Throwback to when Burns spoke a bit about racial justice in tech and venture capital.
“Venture capital certainly plays a role,” Burns, then a principal at GV, told TechCrunch about the overall lack of diversity in tech. “VC is a tool that can enable businesses to scale greatly and quickly, and historically, this tool hasn’t been equally distributed. For example, VC has traditionally focused on founders from a small number of institutions and pedigrees that are not particularly diverse (in 2016 we learned from Richard Kerby, general partner at Equal Ventures, that 40% of VCs went to either Harvard or Stanford). With more equal distribution of funds across backgrounds, underrepresented people will have a greater chance at success.”
The Wing co-founder admits her mistakes
Audrey Gelman, the former CEO of The Wing who resigned in June, posted a letter she sent to former employees of The Wing last week. In it, Gelman apologized for not taking action to combat mistreatment of women of color at The Wing.

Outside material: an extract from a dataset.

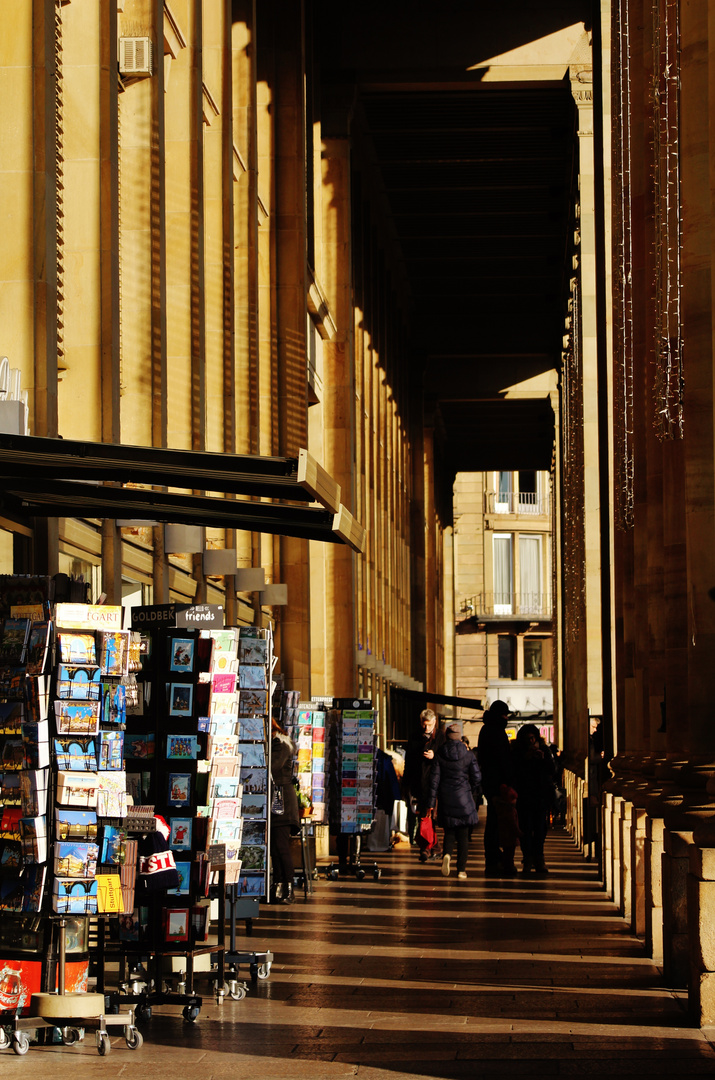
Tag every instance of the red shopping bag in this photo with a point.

She also acknowledged that her drive for success and scaling quickly “came at the expense of a healthy and sustainable culture that matched our projected values, and workplace practices that made our team feel valued and respected.”
That meant, Gelman said, The Wing “had not subverted the historical oppression and racist roots of the hospitality industry; we had dressed it up as a kindler [sic], gentler version.”

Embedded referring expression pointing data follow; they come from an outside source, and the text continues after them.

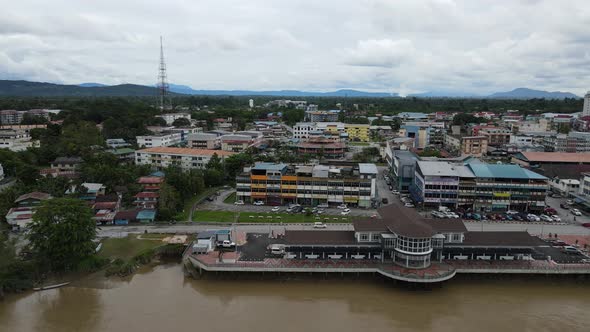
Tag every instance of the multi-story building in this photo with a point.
(475, 146)
(326, 148)
(236, 143)
(496, 136)
(572, 142)
(279, 184)
(322, 116)
(403, 168)
(424, 133)
(357, 132)
(15, 140)
(185, 158)
(171, 117)
(163, 139)
(479, 187)
(205, 141)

Here are some other highlights from her letter:
- “Members’ needs came first, and those members were often white, and affluent enough to afford The Wing’s membership dues.”
- “White privilege and power trips were rewarded with acquiescence, as opposed to us doubling down on our projected values.”
- “When the realization set in that The Wing wasn’t institutionally different in the ways it had proclaimed, it hurt more because the space we claimed was different reinforced the age-old patterns of women of color and especially Black women being disappointed by white women and our limited feminist values.”